Known as the world’s premier forum to advance dementia science, AAIC 2016 investigators and practitioners in attendance will be met with a dynamic and engaging week that includes thousands of researchers, poster presentations, oral sessions, as well as hundreds of premier plenary and symposia speakers. 
According to the Alzheimer's Association 2016 Facts and Figures report, an estimated 5.4 million Americans have Alzheimer’s disease in 2016. Barring the development of medical breakthroughs, the number will rise to 13.8 million by 2050. Alzheimer’s is the costliest disease to society. Total U.S. national cost of caring for those with Alzheimer’s and other dementias is estimated at $236 billion (excludes unpaid caregiving), of which $160 billion is the cost to Medicare and Medicaid alone. 
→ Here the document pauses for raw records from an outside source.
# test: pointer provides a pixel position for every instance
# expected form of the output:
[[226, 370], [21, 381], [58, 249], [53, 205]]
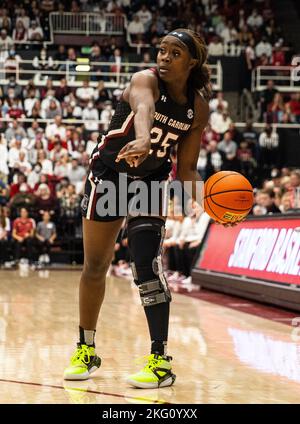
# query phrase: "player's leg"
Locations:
[[99, 239], [145, 238]]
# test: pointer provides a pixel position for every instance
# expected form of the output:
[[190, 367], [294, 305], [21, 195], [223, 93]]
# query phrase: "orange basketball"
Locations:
[[228, 196]]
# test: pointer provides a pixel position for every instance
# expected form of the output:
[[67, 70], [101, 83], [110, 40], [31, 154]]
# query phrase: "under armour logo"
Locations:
[[177, 33]]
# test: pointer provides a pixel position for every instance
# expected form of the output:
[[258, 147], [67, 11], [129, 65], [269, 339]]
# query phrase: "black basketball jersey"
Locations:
[[171, 122]]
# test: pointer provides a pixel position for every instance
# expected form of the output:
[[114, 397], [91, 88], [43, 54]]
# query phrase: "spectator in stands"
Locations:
[[229, 148], [53, 110], [106, 115], [276, 109], [28, 88], [45, 105], [76, 172], [215, 159], [61, 167], [294, 189], [263, 47], [220, 120], [91, 143], [58, 151], [62, 90], [208, 135], [266, 97], [34, 176], [45, 201], [43, 63], [97, 56], [251, 137], [215, 47], [135, 28], [293, 108], [101, 95], [47, 5], [229, 33], [4, 171], [20, 181], [15, 149], [246, 161], [5, 20], [144, 15], [22, 234], [269, 148], [35, 32], [278, 55], [56, 128], [6, 44], [14, 129], [47, 164], [22, 165], [91, 117], [23, 18], [255, 20], [12, 85], [19, 32], [69, 209], [29, 102], [60, 56], [34, 130], [218, 101], [286, 203], [45, 236], [245, 35], [116, 60], [85, 93], [4, 233]]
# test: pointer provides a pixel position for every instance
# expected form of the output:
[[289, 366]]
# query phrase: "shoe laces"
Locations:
[[82, 355], [152, 360]]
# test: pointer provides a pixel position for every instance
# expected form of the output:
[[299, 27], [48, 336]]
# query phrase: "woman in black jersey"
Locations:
[[160, 108]]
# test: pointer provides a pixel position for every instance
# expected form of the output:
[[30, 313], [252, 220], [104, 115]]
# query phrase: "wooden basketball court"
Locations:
[[220, 355]]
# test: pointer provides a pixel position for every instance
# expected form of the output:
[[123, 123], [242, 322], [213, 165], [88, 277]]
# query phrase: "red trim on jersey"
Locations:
[[154, 70], [118, 134], [92, 214]]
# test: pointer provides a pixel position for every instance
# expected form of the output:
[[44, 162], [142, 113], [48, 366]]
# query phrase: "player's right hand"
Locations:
[[135, 152]]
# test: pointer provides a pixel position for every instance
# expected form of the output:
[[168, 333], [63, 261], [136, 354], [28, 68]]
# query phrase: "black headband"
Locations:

“At the Alzheimer’s Association, we hope AAIC attendees gain a better understanding of the latest issues and findings in Alzheimer’s disease and dementia research,” added Fargo. “We also hope they develop and nurture new personal, professional, and business connections for collaboration and information sharing.”
“On behalf of the city I’d like to extend a warm welcome to AAIC 2016, and we hope attendees who are here for this event will enjoy their time in our beautiful city of Toronto,” said Barry Smith, President and CEO of MTCC.


About the Alzheimer's Association
The Alzheimer's Association is the leading voluntary health organization in Alzheimer's care, support and research. Our mission is to eliminate Alzheimer's disease through the advancement of research, to provide and enhance care and support for all affected, and to reduce the risk of dementia through the promotion of brain health. Our vision is a world without Alzheimer's. Visit alz.orgor call 800.272.3900.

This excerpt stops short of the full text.